In an interview with CNBC’s Sara Eisen on Thursday, X CEO Linda Yaccarino explained why Elon Musk rebranded the platform, formerly known as Twitter, and how the company is embracing the “everything app” concept moving forward through new video-chat capabilities, updated brand-safety tools and more.
The X rebrand, according to Yaccarino, has been a goal of Musk’s since he enacted the Twitter takeover last year.
“Elon has been talking about X, the everything app, for a very long time,” Yaccarino told Eisen. “Even when we announced that I was joining the company, I was joining the company to partner with Elon to transform Twitter into X, the everything app.”
Highlighting the possibility of digital payment capabilities within the app, Yaccarino said she and Musk look at the rebrand as a “liberation from Twitter,” in that it should change how people congregate, entertain, and transact in one unified platform.
“Payments -- there’s been a lot of talk about that,” she said. “Payments between you and a friend, between you and one of your creators.”
In addition to in-app payments, Yaccarino claimed that X users will soon be able “to make video chat calls without having to give your phone number to anyone on the platform.”
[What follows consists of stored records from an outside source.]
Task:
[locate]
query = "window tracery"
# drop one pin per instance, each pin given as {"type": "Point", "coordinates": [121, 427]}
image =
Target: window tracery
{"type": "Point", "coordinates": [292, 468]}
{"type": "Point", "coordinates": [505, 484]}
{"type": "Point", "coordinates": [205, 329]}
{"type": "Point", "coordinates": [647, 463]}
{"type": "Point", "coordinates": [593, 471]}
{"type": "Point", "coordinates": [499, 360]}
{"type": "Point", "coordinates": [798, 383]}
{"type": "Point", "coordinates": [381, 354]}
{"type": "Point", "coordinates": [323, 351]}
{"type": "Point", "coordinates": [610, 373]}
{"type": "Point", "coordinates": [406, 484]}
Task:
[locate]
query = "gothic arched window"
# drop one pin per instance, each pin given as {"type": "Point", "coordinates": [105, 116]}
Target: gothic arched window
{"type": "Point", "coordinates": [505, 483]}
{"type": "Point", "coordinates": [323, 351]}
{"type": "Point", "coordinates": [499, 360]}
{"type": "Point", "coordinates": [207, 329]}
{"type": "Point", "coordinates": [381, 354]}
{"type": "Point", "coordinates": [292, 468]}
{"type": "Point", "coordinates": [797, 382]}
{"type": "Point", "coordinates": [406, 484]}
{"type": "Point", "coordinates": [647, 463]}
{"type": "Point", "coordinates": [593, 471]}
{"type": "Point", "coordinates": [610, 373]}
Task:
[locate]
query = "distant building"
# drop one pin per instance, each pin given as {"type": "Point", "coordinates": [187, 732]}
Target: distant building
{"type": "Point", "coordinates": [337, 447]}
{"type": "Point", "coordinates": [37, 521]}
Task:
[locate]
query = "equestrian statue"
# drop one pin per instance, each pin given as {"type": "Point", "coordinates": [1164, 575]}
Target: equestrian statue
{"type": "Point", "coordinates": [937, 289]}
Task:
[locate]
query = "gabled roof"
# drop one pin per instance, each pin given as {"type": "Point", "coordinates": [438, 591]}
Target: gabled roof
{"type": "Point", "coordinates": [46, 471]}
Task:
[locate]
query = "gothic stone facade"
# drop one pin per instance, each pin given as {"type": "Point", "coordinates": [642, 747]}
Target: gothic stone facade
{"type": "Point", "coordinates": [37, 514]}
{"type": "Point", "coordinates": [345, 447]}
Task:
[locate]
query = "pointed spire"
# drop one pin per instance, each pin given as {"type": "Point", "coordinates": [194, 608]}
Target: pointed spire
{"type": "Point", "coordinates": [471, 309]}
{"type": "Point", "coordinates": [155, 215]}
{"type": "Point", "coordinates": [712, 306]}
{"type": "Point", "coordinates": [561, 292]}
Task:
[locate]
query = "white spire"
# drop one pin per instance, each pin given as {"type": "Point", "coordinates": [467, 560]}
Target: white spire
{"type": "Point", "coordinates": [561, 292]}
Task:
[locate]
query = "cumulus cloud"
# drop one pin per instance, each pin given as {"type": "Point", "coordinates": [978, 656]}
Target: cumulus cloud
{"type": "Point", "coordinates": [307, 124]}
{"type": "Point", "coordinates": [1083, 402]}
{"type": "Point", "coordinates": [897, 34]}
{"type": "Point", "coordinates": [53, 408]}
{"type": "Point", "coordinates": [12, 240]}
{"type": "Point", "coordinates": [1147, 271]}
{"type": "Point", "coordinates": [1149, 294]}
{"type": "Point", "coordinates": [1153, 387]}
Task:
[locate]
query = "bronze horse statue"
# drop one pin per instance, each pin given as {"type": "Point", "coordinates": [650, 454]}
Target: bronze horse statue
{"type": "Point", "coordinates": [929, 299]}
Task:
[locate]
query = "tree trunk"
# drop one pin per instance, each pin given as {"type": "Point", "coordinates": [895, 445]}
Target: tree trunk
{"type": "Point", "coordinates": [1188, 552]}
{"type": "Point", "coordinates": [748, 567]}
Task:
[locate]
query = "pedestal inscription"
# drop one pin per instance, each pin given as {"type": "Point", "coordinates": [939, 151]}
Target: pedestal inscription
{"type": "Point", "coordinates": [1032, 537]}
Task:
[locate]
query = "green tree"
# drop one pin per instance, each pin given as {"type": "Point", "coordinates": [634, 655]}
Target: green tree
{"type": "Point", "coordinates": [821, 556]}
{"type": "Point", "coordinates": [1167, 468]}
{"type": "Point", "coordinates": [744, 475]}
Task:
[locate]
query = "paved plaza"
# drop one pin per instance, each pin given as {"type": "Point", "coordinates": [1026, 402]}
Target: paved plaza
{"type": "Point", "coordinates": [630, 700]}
The announcement acts as a likely callback to a recent post from X designer Andrea Conway that read: “Just called someone on X,” hinting at the fact that in-app video chatting is already being tested.
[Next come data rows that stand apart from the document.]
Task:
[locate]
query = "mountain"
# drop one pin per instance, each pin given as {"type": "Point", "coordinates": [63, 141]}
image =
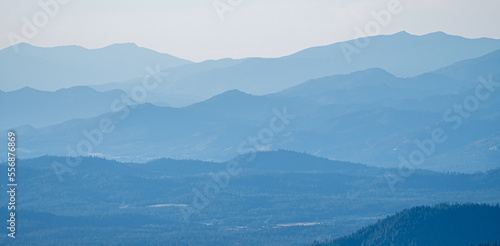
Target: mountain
{"type": "Point", "coordinates": [270, 198]}
{"type": "Point", "coordinates": [67, 66]}
{"type": "Point", "coordinates": [370, 116]}
{"type": "Point", "coordinates": [471, 69]}
{"type": "Point", "coordinates": [465, 224]}
{"type": "Point", "coordinates": [401, 54]}
{"type": "Point", "coordinates": [28, 106]}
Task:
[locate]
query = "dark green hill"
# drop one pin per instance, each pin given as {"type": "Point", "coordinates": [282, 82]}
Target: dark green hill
{"type": "Point", "coordinates": [439, 225]}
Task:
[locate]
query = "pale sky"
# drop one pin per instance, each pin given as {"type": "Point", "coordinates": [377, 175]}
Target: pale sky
{"type": "Point", "coordinates": [192, 29]}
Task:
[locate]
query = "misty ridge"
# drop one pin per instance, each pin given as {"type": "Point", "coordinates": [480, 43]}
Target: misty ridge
{"type": "Point", "coordinates": [394, 145]}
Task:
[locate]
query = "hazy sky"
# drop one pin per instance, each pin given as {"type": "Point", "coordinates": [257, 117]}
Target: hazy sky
{"type": "Point", "coordinates": [192, 29]}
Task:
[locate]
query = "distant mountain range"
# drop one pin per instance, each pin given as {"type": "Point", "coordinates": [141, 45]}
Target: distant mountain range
{"type": "Point", "coordinates": [401, 54]}
{"type": "Point", "coordinates": [124, 66]}
{"type": "Point", "coordinates": [68, 66]}
{"type": "Point", "coordinates": [370, 116]}
{"type": "Point", "coordinates": [468, 224]}
{"type": "Point", "coordinates": [276, 197]}
{"type": "Point", "coordinates": [28, 106]}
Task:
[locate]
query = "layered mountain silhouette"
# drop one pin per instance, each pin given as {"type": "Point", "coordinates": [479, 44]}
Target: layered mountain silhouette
{"type": "Point", "coordinates": [66, 66]}
{"type": "Point", "coordinates": [278, 197]}
{"type": "Point", "coordinates": [370, 116]}
{"type": "Point", "coordinates": [28, 106]}
{"type": "Point", "coordinates": [401, 54]}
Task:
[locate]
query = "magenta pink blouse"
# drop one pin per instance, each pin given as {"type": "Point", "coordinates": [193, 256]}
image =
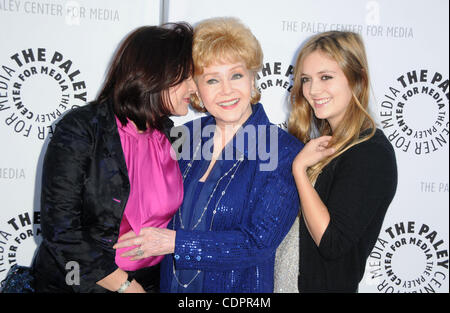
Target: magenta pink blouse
{"type": "Point", "coordinates": [156, 186]}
In relation to brand safety, Yaccarino told Eisen that after deserting the platform due to the proliferation of hate speech and harmful content, major brands like Coca-Cola and Visa have returned to advertising due to her attempts to directly engage with marketing and communications executives.
On Tuesday, Yaccarino took to X to celebrate the release of the platform's new advertiser controls and third-party partnerships, which she told Eisen would reduce advertiser risk and protect brands “from the risk of being next to” toxic content.
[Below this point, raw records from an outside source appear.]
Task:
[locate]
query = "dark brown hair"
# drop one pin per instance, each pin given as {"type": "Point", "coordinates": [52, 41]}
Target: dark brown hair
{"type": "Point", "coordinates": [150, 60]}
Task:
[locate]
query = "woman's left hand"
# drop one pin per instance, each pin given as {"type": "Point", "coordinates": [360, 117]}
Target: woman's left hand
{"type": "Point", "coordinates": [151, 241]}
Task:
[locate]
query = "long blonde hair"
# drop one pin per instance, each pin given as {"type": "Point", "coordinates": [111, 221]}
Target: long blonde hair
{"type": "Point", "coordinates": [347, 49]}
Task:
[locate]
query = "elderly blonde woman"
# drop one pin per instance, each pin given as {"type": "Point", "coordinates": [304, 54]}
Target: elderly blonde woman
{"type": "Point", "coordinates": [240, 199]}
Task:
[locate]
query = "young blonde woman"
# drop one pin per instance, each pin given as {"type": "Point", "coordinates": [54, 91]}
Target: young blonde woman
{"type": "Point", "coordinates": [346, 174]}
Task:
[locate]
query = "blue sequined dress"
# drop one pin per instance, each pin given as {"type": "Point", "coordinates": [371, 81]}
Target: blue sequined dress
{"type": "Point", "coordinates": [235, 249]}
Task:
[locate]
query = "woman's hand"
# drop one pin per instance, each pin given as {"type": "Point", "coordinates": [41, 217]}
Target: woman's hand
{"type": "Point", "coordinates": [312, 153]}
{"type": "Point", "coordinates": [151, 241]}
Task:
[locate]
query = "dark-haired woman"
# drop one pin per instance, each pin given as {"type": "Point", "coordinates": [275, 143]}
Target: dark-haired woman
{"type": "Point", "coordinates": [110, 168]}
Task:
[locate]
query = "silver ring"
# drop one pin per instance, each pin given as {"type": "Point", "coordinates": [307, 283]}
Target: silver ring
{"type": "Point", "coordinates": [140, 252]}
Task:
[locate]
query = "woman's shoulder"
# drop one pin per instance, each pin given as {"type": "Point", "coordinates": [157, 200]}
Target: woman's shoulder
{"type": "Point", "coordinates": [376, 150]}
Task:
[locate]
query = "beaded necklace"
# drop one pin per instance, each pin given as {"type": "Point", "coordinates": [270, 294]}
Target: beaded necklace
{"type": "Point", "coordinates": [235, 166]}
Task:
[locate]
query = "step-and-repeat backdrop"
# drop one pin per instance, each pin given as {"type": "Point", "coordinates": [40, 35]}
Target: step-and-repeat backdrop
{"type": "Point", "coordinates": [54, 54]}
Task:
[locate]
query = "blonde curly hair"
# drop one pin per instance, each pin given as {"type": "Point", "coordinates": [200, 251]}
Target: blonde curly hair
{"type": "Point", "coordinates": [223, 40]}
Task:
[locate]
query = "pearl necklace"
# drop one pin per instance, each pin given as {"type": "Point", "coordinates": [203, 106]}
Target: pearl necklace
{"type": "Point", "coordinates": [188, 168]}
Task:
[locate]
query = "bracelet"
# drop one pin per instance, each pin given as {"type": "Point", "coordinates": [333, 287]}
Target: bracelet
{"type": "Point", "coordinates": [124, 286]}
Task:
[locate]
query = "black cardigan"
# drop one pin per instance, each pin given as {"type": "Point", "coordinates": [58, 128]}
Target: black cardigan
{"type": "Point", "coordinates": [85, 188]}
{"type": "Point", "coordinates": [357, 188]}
She went on to claim that the operational run rate, or financial performance, at the company was “pretty close to break even.”
Finally, the former advertising head at NBCUniversal announced the comeback of X's Client Council, an invitation-only group of marketing and advertising agency executives that deteriorated shortly after Musk bought the company due to concerns over content moderation policies and widespread job cuts.
“Excited to continue momentum in our business and we are officially bringing back the client council in the fall,” Yaccarino said in a tweet on Thursday.
It still has not been determined who will be joining the council.